Fictie in de wereld

door Mathijs Sanders

Waar gebeurd? Brussel, Antwerpen – de winter van
1926/1927. De Vlaamse dichter Paul van Ostaijen onderhoudt zijn toehoorders
over poëzie in een voordracht met de licht ironische titel Gebruiksaanwijzing der lyriek. Een van de mooiste zinnen uit die
lezing luidt: ‘de dichter is […] iemand die zeer moeilik spreekt’. Anders dan
de politieke redenaar, de strafpleiter of de welbespraakte sales manager zit de dichter steeds verlegen om het woord. Hij
houdt er bovendien een ingewikkelde relatie met de werkelijkheid op na. Met hun
woorden en voorstellingsvermogen wenden zij zich af van de dagdagelijkse wereld
en voeren zij hun lezers mee naar een tweede werkelijkheid, naar ‘the dark
places of psychology’ (Virginia Woolf), naar de diepten van het ‘moi profond’
(Proust) of naar de hoogvlakte van de verbeelding, waar verstilling en
verschrikking zich schuil houden – en misschien zoiets als waarheid.

Zo lang als er verzonnen verhalen worden verteld staat
fictie onder verdenking. Literatuur leidt niet naar de waarheid toe, maar voert
ons van de waarheid weg. Dichters verdraaien de waarheid en bederven de jeugd –
aldus Plato, die in zijn ideale staat de dichters aan een strenge pedagogische
controle wilde onderwerpen ten bate van het algemeen maatschappelijk belang.
Dichters zijn – in de woorden van Van Ostaijen – ‘staatsgevaarlijk’ en juist
daarin schuilt hun engagement. De traditie die met Plato begon is door de
Franse literatuurwetenschapper William Marx eloquent uit de doeken gedaan in
zijn onlangs verschenen boek La Haine de
la littérature
(2015). In een wereld die wordt geregeerd door macht en geld
is literatuur volkomen onbruikbaar en het schrijven en lezen van literatuur
asociaal; een steriele bezigheid. In zo’n wereld is literatuur ‘le discours
illégitime par excellence’.

Liever dan verzonnen verhalen zoeken lezers hun toevlucht
tot boeken waarin bekende Nederlanders hun ‘echte leven’ (laten) vastleggen. De wereld volgens Gijp van Michel van
Egmond is een sprekend voorbeeld van een bestseller die profiteert van die
publieke werkelijkheidshonger. Talloze lezers vinden vertier en inspiratie in
de vertelde levensloop van de voetbalanalist. De knipoog naar John Irvings
roman The World According to Garp (1978)
is ogenschijnlijk de enige literaire kunstgreep die de auteur zich veroorlooft.
Wat zou er gebeuren wanneer we – uit baldadigheid bijvoorbeeld – zouden
besluiten dit boek te lezen als een roman, als een verzonnen geschiedenis over
een tragische held? Hoeveel fictie verdraagt de werkelijkheid?

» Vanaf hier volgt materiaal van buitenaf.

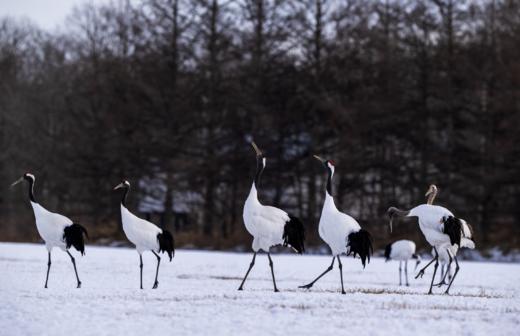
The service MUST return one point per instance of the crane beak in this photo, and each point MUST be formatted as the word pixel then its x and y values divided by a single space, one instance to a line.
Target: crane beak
pixel 257 150
pixel 319 158
pixel 17 181
pixel 120 185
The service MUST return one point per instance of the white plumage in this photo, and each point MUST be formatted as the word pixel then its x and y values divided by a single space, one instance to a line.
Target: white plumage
pixel 341 232
pixel 335 226
pixel 140 232
pixel 50 226
pixel 265 223
pixel 268 225
pixel 446 254
pixel 402 250
pixel 144 235
pixel 56 230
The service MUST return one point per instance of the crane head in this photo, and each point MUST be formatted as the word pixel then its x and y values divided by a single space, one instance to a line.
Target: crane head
pixel 328 163
pixel 27 177
pixel 431 190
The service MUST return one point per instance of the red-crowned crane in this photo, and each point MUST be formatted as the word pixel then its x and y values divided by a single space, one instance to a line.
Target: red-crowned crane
pixel 268 225
pixel 340 231
pixel 56 230
pixel 445 255
pixel 440 228
pixel 402 250
pixel 144 235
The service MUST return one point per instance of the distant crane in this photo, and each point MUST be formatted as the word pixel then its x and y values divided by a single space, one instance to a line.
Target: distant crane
pixel 144 235
pixel 56 230
pixel 402 250
pixel 340 231
pixel 268 225
pixel 445 257
pixel 440 228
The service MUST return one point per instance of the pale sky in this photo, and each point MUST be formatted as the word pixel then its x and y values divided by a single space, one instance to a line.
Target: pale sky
pixel 47 14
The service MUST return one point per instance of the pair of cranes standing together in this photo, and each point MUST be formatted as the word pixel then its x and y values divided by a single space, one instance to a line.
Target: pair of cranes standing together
pixel 269 226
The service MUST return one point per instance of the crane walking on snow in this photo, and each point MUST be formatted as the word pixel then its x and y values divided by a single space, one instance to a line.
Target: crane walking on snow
pixel 144 235
pixel 268 225
pixel 445 257
pixel 402 250
pixel 341 232
pixel 55 229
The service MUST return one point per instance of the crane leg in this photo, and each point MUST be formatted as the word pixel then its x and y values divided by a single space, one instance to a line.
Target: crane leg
pixel 444 274
pixel 141 268
pixel 421 272
pixel 75 270
pixel 309 285
pixel 341 276
pixel 400 270
pixel 406 272
pixel 272 271
pixel 48 269
pixel 247 273
pixel 434 270
pixel 454 275
pixel 156 283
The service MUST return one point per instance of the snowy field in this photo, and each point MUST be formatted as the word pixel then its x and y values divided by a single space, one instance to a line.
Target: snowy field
pixel 198 294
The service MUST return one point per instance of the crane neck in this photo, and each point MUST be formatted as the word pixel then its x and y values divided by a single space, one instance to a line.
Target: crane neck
pixel 329 180
pixel 125 193
pixel 431 197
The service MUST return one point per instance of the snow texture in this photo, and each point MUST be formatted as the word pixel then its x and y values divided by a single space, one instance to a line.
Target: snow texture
pixel 198 295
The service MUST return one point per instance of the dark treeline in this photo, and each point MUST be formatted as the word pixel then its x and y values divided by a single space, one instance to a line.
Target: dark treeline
pixel 168 94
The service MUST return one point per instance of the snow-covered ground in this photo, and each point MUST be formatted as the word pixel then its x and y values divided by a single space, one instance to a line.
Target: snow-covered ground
pixel 198 295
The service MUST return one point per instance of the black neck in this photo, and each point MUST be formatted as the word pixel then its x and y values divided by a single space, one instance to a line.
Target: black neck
pixel 259 170
pixel 125 193
pixel 329 181
pixel 31 190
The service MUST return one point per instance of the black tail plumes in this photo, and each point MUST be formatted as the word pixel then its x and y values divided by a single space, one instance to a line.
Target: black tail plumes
pixel 294 234
pixel 360 243
pixel 453 228
pixel 73 236
pixel 166 243
pixel 388 250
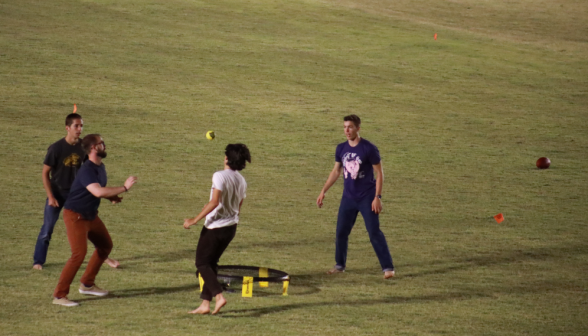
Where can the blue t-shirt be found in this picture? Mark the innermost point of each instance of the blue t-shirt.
(80, 199)
(358, 170)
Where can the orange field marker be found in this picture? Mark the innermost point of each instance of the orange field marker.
(499, 218)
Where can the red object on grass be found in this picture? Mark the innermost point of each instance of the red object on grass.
(499, 218)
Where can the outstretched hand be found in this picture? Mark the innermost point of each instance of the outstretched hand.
(377, 205)
(51, 201)
(188, 223)
(115, 199)
(130, 181)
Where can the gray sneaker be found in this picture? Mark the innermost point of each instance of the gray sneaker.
(94, 290)
(64, 301)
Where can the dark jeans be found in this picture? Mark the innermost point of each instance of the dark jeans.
(50, 217)
(348, 211)
(211, 245)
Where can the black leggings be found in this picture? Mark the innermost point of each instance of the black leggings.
(211, 245)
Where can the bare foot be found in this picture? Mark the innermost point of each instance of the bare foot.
(388, 274)
(220, 302)
(335, 270)
(200, 310)
(112, 263)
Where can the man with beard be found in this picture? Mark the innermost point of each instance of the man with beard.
(82, 221)
(362, 192)
(62, 162)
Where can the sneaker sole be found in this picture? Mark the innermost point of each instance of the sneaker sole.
(74, 304)
(92, 293)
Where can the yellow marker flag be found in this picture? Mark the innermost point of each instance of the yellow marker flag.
(263, 274)
(201, 281)
(247, 287)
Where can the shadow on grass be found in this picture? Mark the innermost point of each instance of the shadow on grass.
(258, 312)
(303, 285)
(137, 292)
(501, 258)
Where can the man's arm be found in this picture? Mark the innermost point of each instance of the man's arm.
(211, 205)
(333, 176)
(377, 203)
(110, 192)
(47, 185)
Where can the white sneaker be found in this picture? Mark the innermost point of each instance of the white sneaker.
(94, 290)
(64, 301)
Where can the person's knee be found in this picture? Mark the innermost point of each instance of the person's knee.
(104, 251)
(77, 258)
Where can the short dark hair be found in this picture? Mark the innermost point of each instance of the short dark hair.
(353, 118)
(237, 154)
(71, 117)
(90, 140)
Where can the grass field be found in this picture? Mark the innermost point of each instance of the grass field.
(459, 122)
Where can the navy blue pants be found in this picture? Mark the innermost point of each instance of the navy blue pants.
(348, 211)
(50, 217)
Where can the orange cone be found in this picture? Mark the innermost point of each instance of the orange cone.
(499, 218)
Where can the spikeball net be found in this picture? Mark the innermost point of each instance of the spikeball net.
(231, 276)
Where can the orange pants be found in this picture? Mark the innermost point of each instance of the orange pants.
(79, 230)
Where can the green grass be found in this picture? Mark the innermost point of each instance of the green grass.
(459, 122)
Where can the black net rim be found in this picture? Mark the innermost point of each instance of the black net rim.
(282, 276)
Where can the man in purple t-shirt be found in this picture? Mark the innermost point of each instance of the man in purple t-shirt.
(357, 158)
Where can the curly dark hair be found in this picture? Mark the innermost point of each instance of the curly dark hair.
(90, 140)
(71, 117)
(353, 118)
(237, 154)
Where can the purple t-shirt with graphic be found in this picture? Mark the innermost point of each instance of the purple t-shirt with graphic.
(357, 165)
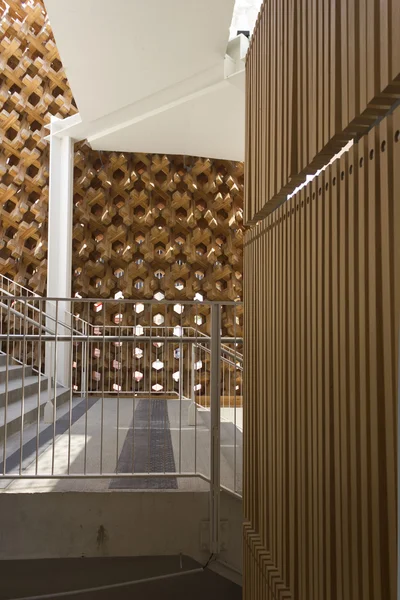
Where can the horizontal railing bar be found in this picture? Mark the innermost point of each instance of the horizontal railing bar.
(31, 337)
(124, 301)
(100, 476)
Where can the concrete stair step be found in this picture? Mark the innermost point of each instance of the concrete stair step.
(31, 407)
(30, 384)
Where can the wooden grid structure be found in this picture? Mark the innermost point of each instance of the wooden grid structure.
(319, 73)
(147, 223)
(155, 227)
(322, 297)
(33, 87)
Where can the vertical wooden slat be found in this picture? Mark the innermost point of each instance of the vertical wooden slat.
(344, 370)
(339, 62)
(373, 239)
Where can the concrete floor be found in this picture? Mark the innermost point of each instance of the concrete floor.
(33, 577)
(122, 435)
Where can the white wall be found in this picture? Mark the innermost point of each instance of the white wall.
(113, 523)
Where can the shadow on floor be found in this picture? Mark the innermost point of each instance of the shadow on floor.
(47, 576)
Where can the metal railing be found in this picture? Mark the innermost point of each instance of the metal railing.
(144, 390)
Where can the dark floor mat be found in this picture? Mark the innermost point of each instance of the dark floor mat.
(148, 446)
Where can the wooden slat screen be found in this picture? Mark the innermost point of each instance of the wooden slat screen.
(321, 324)
(318, 73)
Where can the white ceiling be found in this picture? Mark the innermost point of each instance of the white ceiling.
(152, 75)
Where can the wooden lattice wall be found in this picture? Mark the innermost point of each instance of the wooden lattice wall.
(154, 227)
(149, 223)
(33, 86)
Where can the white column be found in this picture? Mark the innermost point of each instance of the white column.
(59, 252)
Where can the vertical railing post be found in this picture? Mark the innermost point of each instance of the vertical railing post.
(215, 393)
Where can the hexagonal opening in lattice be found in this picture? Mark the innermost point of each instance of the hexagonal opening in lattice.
(32, 171)
(138, 283)
(138, 258)
(118, 246)
(11, 133)
(119, 201)
(160, 222)
(117, 220)
(158, 319)
(13, 62)
(157, 364)
(33, 99)
(180, 239)
(118, 175)
(220, 240)
(179, 284)
(160, 177)
(181, 259)
(139, 185)
(201, 249)
(140, 167)
(96, 183)
(159, 249)
(221, 285)
(139, 211)
(139, 238)
(159, 202)
(201, 205)
(97, 211)
(98, 306)
(181, 213)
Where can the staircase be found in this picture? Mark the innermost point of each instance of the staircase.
(33, 401)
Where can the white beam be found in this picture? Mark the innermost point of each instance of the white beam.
(59, 251)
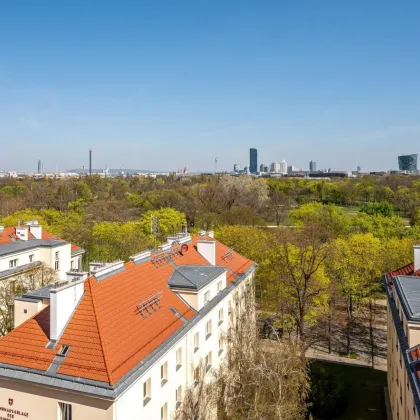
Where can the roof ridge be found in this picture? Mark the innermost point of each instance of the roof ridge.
(108, 371)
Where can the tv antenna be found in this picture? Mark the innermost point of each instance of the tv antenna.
(154, 228)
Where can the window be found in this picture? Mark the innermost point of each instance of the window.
(178, 358)
(64, 411)
(220, 316)
(221, 345)
(208, 361)
(206, 297)
(208, 329)
(147, 391)
(178, 396)
(196, 342)
(164, 374)
(13, 263)
(164, 412)
(196, 376)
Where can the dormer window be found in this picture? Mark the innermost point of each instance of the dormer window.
(207, 297)
(63, 350)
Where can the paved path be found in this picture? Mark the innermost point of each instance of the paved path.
(380, 363)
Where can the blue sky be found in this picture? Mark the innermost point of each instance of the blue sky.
(165, 84)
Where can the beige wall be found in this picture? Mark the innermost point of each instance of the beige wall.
(42, 403)
(399, 388)
(31, 309)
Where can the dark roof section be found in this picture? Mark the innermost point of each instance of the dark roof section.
(12, 247)
(42, 293)
(407, 270)
(20, 269)
(194, 277)
(405, 351)
(408, 289)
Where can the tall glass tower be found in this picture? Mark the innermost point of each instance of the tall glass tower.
(253, 161)
(407, 162)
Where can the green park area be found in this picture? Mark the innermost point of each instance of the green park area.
(347, 392)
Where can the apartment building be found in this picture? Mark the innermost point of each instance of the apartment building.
(25, 247)
(124, 341)
(403, 325)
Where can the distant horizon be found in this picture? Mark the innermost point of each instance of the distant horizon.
(177, 84)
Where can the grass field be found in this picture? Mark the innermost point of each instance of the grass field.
(364, 388)
(351, 210)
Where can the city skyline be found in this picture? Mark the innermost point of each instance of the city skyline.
(240, 76)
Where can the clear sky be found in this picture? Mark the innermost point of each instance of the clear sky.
(161, 85)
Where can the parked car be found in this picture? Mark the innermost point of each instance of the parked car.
(267, 329)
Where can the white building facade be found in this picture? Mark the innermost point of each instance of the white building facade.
(163, 339)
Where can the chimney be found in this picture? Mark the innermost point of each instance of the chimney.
(416, 257)
(22, 232)
(63, 301)
(35, 228)
(207, 249)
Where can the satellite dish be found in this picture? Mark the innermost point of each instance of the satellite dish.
(184, 248)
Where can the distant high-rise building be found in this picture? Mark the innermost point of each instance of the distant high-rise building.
(283, 167)
(253, 161)
(275, 167)
(90, 161)
(407, 162)
(293, 168)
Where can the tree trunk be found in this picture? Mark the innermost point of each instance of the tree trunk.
(349, 322)
(372, 341)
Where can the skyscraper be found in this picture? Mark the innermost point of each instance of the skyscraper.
(90, 161)
(253, 161)
(407, 162)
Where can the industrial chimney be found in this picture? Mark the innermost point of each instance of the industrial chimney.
(90, 162)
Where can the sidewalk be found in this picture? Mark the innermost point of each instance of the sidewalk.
(380, 363)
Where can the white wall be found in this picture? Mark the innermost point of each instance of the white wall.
(130, 405)
(63, 302)
(23, 258)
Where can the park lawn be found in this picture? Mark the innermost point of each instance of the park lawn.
(364, 389)
(351, 210)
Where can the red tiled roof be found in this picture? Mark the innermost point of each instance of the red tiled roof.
(407, 270)
(106, 334)
(9, 235)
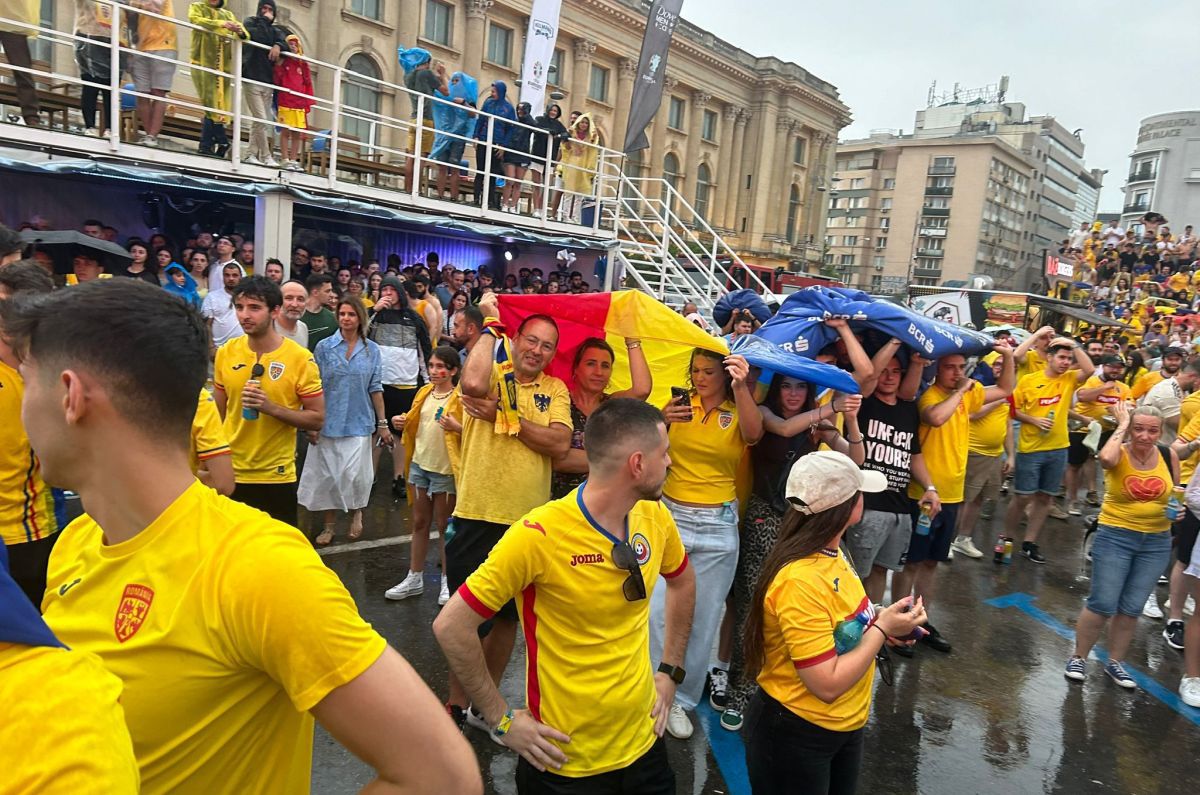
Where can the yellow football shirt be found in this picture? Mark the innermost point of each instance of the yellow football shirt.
(27, 504)
(264, 449)
(815, 609)
(705, 455)
(588, 661)
(1039, 395)
(946, 446)
(485, 454)
(64, 729)
(225, 628)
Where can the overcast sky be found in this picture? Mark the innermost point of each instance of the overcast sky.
(1098, 65)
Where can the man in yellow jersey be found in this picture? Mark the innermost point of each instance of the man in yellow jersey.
(583, 568)
(534, 429)
(945, 411)
(226, 629)
(30, 515)
(267, 387)
(1042, 401)
(989, 461)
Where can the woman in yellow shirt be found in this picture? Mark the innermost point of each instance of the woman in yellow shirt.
(1133, 539)
(809, 638)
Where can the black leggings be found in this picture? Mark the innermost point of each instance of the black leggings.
(789, 755)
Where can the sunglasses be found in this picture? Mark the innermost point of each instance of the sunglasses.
(634, 587)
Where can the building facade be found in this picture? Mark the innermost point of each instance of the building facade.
(1164, 171)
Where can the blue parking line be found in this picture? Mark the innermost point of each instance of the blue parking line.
(1025, 603)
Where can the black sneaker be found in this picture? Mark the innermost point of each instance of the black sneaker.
(1174, 634)
(935, 639)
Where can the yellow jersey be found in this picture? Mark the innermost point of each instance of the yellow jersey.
(815, 609)
(64, 729)
(588, 661)
(225, 628)
(208, 434)
(484, 454)
(946, 446)
(1137, 498)
(1041, 395)
(27, 504)
(705, 455)
(264, 449)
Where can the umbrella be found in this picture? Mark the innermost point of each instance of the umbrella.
(63, 246)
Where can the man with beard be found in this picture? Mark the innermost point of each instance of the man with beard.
(267, 386)
(595, 688)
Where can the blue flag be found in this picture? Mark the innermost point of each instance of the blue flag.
(799, 324)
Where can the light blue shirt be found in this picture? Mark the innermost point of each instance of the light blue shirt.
(348, 384)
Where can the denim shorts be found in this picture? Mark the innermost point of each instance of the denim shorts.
(1041, 471)
(1125, 568)
(431, 482)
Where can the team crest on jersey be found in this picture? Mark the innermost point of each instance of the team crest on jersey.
(641, 549)
(132, 611)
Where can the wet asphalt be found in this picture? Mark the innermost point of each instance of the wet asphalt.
(993, 716)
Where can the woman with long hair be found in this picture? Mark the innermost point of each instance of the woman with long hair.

Waarom lezen we romans? Waarom zou iemand zich wekenlang
intensief bezighouden met een ogenschijnlijk nutteloze bezigheid als de lectuur
van De verwondering van Hugo Claus –
een fantasmagorisch pandemonium van woorden en beelden? Hier kan ik alleen mijn
eigen antwoord geven. Lange tijd gaf ik in Nijmegen college over literaire
teksten die hun lezers confronteren met een voorstellingswereld die allerminst
geruststellend is, omdat zij niet kan worden verzoend met de eigen
ervaringswereld. Op de mooiste momenten leidden die colleges tot een gedeelde
intieme ervaring – tot momenten van gemeenschappelijk inzicht in een complexe
wereld van woorden. Al lezend en sprekend werd dan een voorstellingswereld
zichtbaar die groter en dieper is dan de dagdagelijkse werkelijkheid, maar die
werkelijkheid in een nieuw perspectief zette. Wie fictie wil verbannen –
bijvoorbeeld uit het facultaire introductieprogramma (niet uit haat tegen de
literatuur, maar uit – geloof het of niet – wetenschappelijk ongefundeerde angst
voor andermans imaginaire verveling) – kan hopelijk op fors weerwerk rekenen
van generaties letterenstudenten, het smaldeel Algemene Cultuurwetenschappen
voorop.

Behoud het verlangen, koester de verwondering.    

Zeer verkorte
weergave van het ‘kroegcollege’ in Cali bij de opening van het
Wintertuinfestival, Nijmegen, 23 november 2016.